Rap Blog is a weekly showcase of a standout rap song.
When I first listened to Hook's 2019 project Bully, I remember thinking how apt a title it is. The California rapper's flows — whether sledgehammer blunt or wispy smooth — are all delivered by the coolest mean girl you've ever had the misfortune of being read by: you think that you don't care about what people think until someone like Hook trains her sights on you like a cobra, ready to detach her jaw and let the venom fly.
Of course, this quality isn't the source of Hook's appeal. What really makes her shine are her experimental tendencies, the kind on display on Castle, her first full-length project in four years. Some tracks like "city!," you'd hesitate to call rap, with Hook's swaying, nearly off-mic melodies over the menacing trap beat recalling a Dean Blunt loosie.
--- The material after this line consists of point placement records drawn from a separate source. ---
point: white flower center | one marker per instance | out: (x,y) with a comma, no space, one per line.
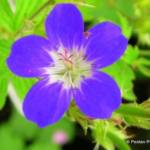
(69,67)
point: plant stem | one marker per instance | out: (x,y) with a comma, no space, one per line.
(14,98)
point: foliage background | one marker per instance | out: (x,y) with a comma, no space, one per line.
(132,72)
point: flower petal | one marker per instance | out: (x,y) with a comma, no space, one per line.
(64,26)
(105,44)
(29,54)
(46,103)
(98,96)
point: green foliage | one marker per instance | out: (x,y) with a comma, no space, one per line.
(124,76)
(22,85)
(136,115)
(14,134)
(109,136)
(28,18)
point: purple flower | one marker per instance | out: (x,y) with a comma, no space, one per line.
(67,63)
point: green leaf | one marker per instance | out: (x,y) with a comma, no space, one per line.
(8,140)
(46,134)
(22,85)
(125,7)
(6,15)
(119,142)
(100,131)
(3,92)
(133,110)
(136,115)
(43,146)
(131,54)
(23,128)
(25,10)
(4,72)
(124,76)
(137,122)
(109,136)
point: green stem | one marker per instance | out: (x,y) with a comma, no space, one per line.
(41,9)
(145,52)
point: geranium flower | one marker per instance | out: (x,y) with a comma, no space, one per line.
(67,62)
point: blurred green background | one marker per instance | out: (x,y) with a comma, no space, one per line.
(132,72)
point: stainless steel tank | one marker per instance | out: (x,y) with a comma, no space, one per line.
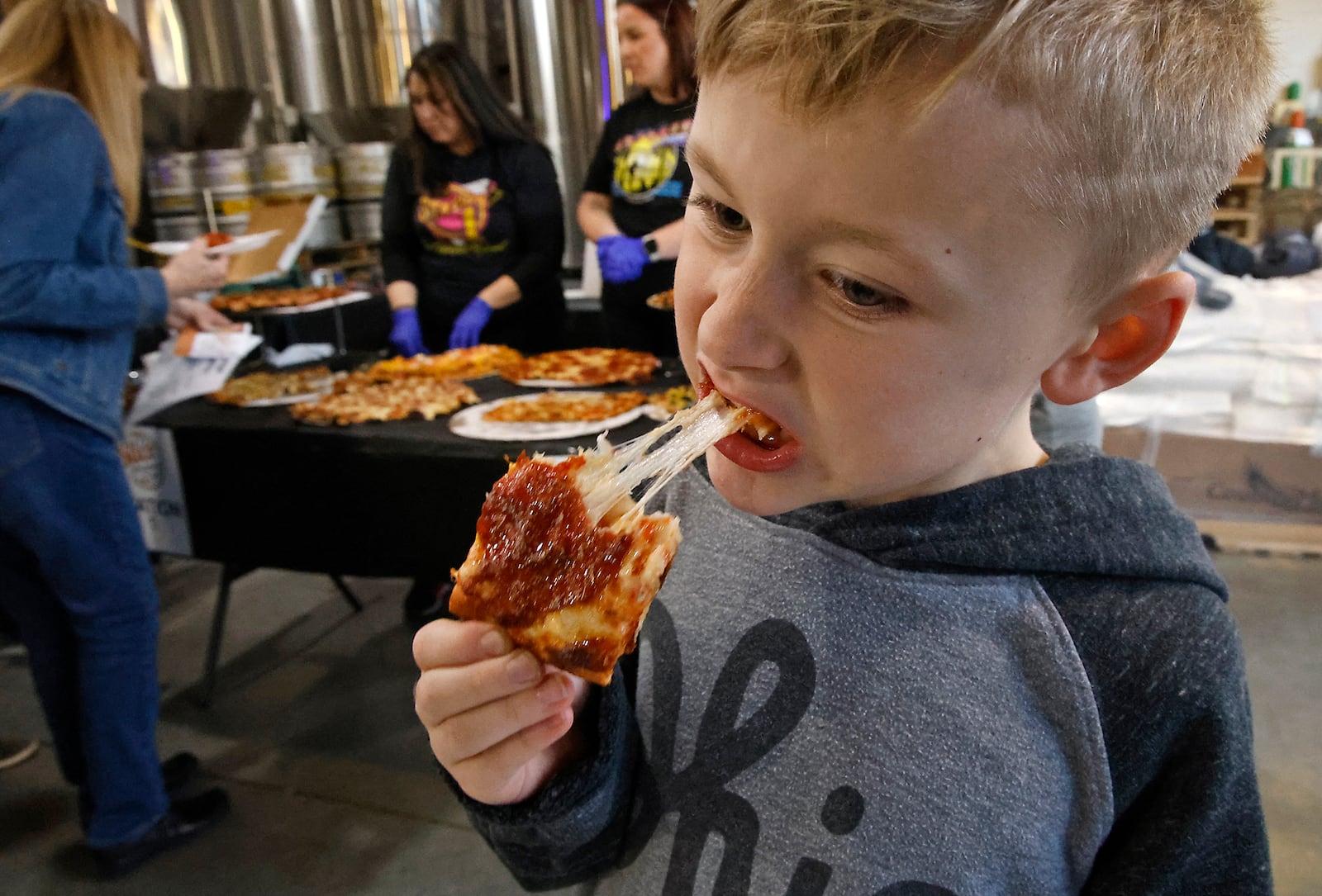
(332,70)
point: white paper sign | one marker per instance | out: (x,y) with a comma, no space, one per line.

That's one pole of a project with a fascinating looseness: on the other, she's flowing immaculately over beats from Surf Gang ("DIAMONDS") and Working On Dying ("UBER THERAPY").
"Mattress" rests at the equator. The first voice we hear on the song isn't Hook's but that of French rapper Obakxs, who raps resplendently over a beat somewhere between industrial techno and Klingon rave. Here, Hook's verses have a jazzy form that takes a cue from the frenetic beat: she scats, unleashes volley after volley of memorable lines, screams "EASY A" with an unhinged bellow, and coos softly on the outro. It's tough to keep up, but it's fun as hell to try.